The non-zero energy of 2+1 Minkowski space

TL;DR

This paper calculates the energy of 2+1 Minkowski space using a covariant action principle, finding it to be -1/4G, which differs from the anti-de Sitter case and clarifies boundary term contributions.

Contribution

It demonstrates that the Einstein-Hilbert action with Gibbons-Hawking boundary term is finite and stationary for 2+1 asymptotically flat spacetimes, and derives the gravitational Hamiltonian explicitly.

Findings

The energy of 2+1 Minkowski space is -1/4G.

The action principle is finite and stationary without additional boundary terms.
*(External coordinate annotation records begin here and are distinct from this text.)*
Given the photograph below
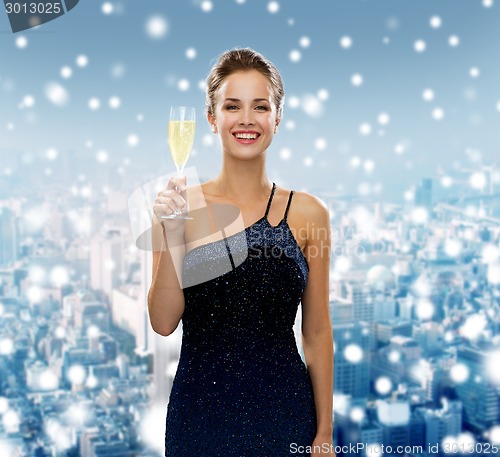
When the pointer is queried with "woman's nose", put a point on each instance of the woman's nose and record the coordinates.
(246, 116)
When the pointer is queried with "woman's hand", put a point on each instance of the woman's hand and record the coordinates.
(168, 200)
(323, 446)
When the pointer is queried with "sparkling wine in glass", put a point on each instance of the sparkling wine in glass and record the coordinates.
(181, 129)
The result differs from the anti-de Sitter case and is consistent with boundary curvature terms.

Abstract

We compute the energy of 2+1 Minkowski space from a covariant action principle. Using Ashtekar and Varadarajan's characterization of 2+1 asymptotic flatness, we first show that the 2+1 Einstein-Hilbert action with Gibbons-Hawking boundary term is both finite on-shell (apart from past and future boundary terms) and stationary about solutions under arbitrary smooth asymptotically flat variations of the metric. Thus, this action provides a valid variational principle and no further boundary terms are required. We then obtain the gravitational Hamiltonian by direct computation from this action. The result agrees with the Hamiltonian of Ashtekar and Varadarajan up to an overall addititve constant. This constant is such that 2+1 Minkowski space is assigned the energy E = -1/4G, while the upper bound on the energy is set to zero. Any variational principle with a boundary term built only from the extrinsic and intrinsic curvatures of the boundary is shown to lead to the same result. Interestingly, our result is not the flat-space limit of the corresponding energy -1/8G of 2+1 anti-de Sitter space.